テンプレートの実態はただのyaml形式のファイルです。
AWSリソースを定義したYAMLファイルをテンプレートと言います。

下記はS3バケットを作成するテンプレートの例です。

sample-template.yaml
AWSTemplateFormatVersion: 2010-09-09
Resources: 
  s3Bucket:
    Type: AWS::S3::Bucket
    Properties: 
      BucketName: zenn-kokorozashi-bucket

具体的な構文の説明は後ほどします。
また図1の②はただ「ファイルをローカル or S3に保存してね」というだけなので説明を割愛します。

2. CloudFormationのスタックを作成する。

先ほど作成したテンプレートファイルを用いて、スタックを作成します。
スタックとはAWSリソースを管理するユニットのようなものです。
「AWSリソースを管理する」だけだとわかりずらいので、もう少し説明します。

例えば、2つのS3バケットを定義した1つのテンプレートからは、2つのS3バケットを管理する1つのスタックが作成されます。
スタックを更新すると2つのS3バケットも更新されます。
スタックを削除すると2つのS3バケットも削除されます。

このようにスタックが各リソースに自動で設定を反映させることを、AWSリソースを管理すると言います。

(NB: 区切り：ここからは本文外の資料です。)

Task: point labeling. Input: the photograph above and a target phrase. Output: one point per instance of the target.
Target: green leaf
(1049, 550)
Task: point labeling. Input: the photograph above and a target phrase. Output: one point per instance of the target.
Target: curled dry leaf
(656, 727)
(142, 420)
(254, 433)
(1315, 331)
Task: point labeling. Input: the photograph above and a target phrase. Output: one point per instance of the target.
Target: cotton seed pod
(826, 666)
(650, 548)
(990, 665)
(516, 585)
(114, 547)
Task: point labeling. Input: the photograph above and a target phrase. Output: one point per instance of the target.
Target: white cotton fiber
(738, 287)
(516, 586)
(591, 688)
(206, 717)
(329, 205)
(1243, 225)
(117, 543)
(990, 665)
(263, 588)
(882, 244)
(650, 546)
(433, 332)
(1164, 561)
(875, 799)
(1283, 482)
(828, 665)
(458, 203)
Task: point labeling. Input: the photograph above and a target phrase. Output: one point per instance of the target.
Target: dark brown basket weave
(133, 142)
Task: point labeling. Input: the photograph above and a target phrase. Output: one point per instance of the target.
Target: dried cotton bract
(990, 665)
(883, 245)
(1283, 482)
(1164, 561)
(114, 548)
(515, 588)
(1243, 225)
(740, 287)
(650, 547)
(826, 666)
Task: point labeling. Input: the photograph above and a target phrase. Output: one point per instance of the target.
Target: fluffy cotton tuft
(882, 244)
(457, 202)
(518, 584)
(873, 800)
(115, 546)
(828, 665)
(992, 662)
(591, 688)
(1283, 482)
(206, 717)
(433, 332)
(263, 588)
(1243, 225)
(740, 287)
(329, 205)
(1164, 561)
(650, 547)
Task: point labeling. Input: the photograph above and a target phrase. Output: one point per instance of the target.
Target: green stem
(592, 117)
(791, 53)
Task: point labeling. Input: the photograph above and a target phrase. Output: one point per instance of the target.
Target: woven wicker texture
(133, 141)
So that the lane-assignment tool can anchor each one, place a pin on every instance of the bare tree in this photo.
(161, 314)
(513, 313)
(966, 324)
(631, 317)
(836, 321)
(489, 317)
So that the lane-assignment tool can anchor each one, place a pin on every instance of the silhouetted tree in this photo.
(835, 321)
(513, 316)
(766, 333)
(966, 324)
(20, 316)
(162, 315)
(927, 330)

後のチュートリアルでは、AWS CLIを用いてスタックの作成を行います。

チュートリアル

このチュートリアルでは実際にS3バケットをCloudFormationで作成していきます。

前提条件

  • MacOS Monterey@12.4
  • aws cli@2.7.2
  • awsのプロファイルが設定済み → 設定方法

1.テンプレート内でS3バケットを定義する。

template.yaml
AWSTemplateFormatVersion: 2010-09-09
Resources: 
  s3Bucket:
    Type: AWS::S3::Bucket
    Properties: 
      BucketName: sample-bucket #バケット名

構文解説

第一階層では以下のプロパティを指定できます。

  • AWSTemplateFormatVersion
  • Description
  • Metadata
  • Parameters
  • Mappings
  • Conditions
  • Resources
  • Outputs

この中で必須プロパティは「AWSTemplateFormatVersion」と「Resources」です。
今回は入門なので必須プロパティのみで作成します。
Resourcesセクションでは具体的なAWSリソースの定義を行います。

Resourcesセクションの第二階層では、テンプレート内でのAWSリソースの任意の名前を設定します。
例ではs3Bucketとなっていますが、sampleBucketに変えてもテンプレート内の変数なので実際に作成されるS3バケットには何も影響はありません。

Resourcesセクションの第三階層では、TypePropertiesを定義します。
Typeは具体的なAWSサービスや機能を指定します。
AWS::<サービス名>::<具体的な機能>のイメージです。
例えばS3だけでも以下のTypeがあります。

  • AWS::S3::AccessPoint
  • AWS::S3::Bucket
  • AWS::S3::BucketPolicy
  • AWS::S3::MultiRegionAccessPoint
  • AWS::S3::MultiRegionAccessPointPolicy
  • AWS::S3::StorageLens

PropertiesはAWSリソースの具体的な設定を定義します。
今回はTypeAWS::S3::BucketなのでBucketNameを指定することが可能で、
ここでS3バケット名を定義することができます。

2. テンプレートからスタックを作成し、S3バケットを自動生成させる。

template.yamlが保存されているディレクトリに移動して以下を実行します。

$ aws cloudformation create-stack --stack-name cfn-tutorial --template-body file://template.yaml
  • stack-name ・・・作成するスタックの名前を指定します。
  • template-body・・・テンプレートが格納されているファイルパスを指定します。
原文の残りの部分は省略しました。